The point being, I both want and don’t want a distinct identity and a label to go with that. I want the convenience without the stultification. I want the security without the prescription/proscription. I want to know who I am, and say who I am – but I don’t want to fix who I am. I like this paradox, this dilemma, this tension-that-isn’t.

woman, androgyne?
trandrogyne, womandrogyne?
need/don’t need a line…

*****

[the images are the twin states of “Tension Thing” by Judith Fegerl – ceramic sphere, human hair, cables, high voltage generator]

Frontierswoman

Something’s gently swelling in my chest – I got my new passport back in the post this weekend, and I scored an F in Maleness.

This is the last big legal gender-change thing I can do, this side of surgery, so it’s a big milestone (ah, all these travel metaphors!)

It coincides strangely with a recent new contact – I’ve just started to get to know a fellow Buddhist in Ireland who’s quite near the beginning of her gender transition, and we’ve been talking about going on a retreat together – and I’ve been looking into going over for a visit early next year. So I may soon get to find out how progressive UK and Irish border guards are these days.
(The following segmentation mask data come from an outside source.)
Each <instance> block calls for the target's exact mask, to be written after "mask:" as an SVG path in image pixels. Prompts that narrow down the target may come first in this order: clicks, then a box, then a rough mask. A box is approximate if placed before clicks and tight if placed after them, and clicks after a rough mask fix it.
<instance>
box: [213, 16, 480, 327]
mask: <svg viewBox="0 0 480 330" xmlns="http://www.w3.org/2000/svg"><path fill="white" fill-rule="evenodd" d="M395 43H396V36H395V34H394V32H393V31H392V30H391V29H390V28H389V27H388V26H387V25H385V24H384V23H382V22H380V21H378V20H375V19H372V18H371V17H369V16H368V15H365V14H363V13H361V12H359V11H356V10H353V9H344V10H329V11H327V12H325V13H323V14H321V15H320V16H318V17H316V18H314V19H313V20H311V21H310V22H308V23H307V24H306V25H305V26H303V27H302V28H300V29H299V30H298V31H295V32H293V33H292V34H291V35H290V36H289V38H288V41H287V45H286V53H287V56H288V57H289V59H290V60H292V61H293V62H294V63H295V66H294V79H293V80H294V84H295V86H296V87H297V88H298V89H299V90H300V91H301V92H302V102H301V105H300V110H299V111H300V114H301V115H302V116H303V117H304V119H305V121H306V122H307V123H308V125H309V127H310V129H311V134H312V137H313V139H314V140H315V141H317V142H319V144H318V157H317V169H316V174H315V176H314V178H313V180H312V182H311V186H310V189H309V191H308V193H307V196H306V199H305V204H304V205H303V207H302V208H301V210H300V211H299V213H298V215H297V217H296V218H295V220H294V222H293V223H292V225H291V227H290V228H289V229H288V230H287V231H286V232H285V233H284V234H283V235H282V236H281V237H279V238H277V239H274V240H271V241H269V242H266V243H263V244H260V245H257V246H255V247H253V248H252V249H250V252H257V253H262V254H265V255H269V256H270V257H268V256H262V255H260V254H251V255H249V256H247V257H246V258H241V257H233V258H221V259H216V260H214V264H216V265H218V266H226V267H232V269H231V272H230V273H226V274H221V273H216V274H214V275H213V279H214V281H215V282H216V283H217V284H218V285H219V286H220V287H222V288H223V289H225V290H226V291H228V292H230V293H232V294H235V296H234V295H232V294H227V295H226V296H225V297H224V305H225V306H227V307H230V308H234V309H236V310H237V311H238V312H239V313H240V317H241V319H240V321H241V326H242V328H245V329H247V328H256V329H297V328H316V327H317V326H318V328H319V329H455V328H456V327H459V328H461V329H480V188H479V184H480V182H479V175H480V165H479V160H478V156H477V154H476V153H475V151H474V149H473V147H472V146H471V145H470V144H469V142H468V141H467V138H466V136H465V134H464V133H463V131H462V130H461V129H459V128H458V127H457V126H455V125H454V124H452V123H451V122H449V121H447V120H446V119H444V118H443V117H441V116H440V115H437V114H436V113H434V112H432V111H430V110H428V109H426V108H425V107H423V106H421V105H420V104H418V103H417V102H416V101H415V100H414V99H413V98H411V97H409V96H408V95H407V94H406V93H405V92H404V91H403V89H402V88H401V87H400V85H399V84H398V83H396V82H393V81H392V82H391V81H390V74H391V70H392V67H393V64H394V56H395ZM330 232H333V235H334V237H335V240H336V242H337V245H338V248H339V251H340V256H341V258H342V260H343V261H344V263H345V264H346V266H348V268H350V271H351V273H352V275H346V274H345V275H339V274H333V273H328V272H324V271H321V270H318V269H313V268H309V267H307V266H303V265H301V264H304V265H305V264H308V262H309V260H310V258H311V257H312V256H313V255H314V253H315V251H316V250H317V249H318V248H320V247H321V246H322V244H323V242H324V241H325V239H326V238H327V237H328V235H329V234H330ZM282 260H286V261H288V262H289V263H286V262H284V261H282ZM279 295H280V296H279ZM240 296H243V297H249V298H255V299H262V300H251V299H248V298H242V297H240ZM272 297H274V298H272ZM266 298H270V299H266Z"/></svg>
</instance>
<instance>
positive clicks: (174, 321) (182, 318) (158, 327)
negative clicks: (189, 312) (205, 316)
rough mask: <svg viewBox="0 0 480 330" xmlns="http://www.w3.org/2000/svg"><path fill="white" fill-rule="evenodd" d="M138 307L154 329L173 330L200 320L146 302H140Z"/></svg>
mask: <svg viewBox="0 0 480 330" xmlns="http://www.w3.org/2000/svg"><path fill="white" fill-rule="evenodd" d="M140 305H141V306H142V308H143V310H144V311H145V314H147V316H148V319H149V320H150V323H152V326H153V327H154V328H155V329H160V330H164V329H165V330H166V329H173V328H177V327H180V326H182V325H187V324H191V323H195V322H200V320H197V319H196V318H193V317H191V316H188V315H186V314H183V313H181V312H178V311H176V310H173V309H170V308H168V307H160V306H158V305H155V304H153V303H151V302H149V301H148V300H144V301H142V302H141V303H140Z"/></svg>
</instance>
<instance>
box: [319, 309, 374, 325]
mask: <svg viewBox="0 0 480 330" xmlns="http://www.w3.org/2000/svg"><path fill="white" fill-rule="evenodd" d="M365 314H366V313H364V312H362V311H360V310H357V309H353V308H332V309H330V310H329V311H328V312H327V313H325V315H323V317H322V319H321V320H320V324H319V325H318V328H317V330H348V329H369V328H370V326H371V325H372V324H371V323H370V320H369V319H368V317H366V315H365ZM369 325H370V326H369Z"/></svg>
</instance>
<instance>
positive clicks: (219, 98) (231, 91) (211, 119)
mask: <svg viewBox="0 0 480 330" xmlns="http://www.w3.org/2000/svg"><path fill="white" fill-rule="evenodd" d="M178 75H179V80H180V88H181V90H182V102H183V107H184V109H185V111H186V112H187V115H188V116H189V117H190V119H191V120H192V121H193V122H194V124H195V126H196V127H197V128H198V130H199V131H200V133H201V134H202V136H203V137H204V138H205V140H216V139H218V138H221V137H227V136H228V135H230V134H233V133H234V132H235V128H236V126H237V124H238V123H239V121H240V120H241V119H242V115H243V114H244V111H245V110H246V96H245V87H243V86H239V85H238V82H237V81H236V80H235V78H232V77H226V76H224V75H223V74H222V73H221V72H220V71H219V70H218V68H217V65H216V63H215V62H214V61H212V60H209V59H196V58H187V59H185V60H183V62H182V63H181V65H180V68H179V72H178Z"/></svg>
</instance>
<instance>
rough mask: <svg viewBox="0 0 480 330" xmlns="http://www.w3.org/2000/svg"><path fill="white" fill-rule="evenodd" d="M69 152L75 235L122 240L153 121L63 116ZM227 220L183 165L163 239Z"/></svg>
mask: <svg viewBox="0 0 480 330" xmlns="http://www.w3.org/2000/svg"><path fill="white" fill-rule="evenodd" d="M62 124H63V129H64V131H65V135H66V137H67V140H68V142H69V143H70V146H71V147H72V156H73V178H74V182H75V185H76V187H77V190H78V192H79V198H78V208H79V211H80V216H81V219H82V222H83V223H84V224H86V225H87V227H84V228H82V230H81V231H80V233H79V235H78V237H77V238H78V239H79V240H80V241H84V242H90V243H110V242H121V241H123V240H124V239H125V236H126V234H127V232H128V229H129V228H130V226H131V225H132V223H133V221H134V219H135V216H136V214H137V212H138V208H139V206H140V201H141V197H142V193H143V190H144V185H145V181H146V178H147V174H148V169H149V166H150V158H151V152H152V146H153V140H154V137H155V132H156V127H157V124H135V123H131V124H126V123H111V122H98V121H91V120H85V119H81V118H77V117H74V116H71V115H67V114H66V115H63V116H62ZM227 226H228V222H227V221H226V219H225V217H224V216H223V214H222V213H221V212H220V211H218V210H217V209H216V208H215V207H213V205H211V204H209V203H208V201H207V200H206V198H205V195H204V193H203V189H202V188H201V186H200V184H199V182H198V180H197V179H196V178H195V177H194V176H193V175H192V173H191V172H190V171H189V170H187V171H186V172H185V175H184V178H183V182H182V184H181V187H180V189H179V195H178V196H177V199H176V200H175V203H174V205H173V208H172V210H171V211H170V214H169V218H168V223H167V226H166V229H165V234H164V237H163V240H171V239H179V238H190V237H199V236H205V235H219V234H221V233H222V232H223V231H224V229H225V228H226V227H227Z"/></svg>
I’m grateful to be living in a country where it’s straightforwardly acknowledged, by the government and health service, that transitioning is supported by being able to change official gender at quite a deep level during transition. The only thing I can’t change yet is my gender on my tax record, and on my birth certificate. If I want to, I can do that next October (though it will be easier if I wait until after surgery). I’m very aware of the hell some people in other countries (even the ones where being transgender is both legal and supported by law) go through in changing their gender, being at the mercy of prejudiced local officials.

I also just want to take this opportunity to say thank you to all my friends (even though hardly any of them are reading this), for the efforts they’ve been making in using the right pronouns for me. I was just away with friends in Bristol over the weekend, and it still gives me a thrill to hear people I care about calling me “she”. You’re all stars.

*****

[This is a Hubble telescope picture of the Tadpole Galaxy. It’s 420 million light years away. That’s a bloody long way. Sometimes my transition journey feels like a bloody long way still to go – but I can see the destination, and it looks fascinating. And it’s filled with stars.]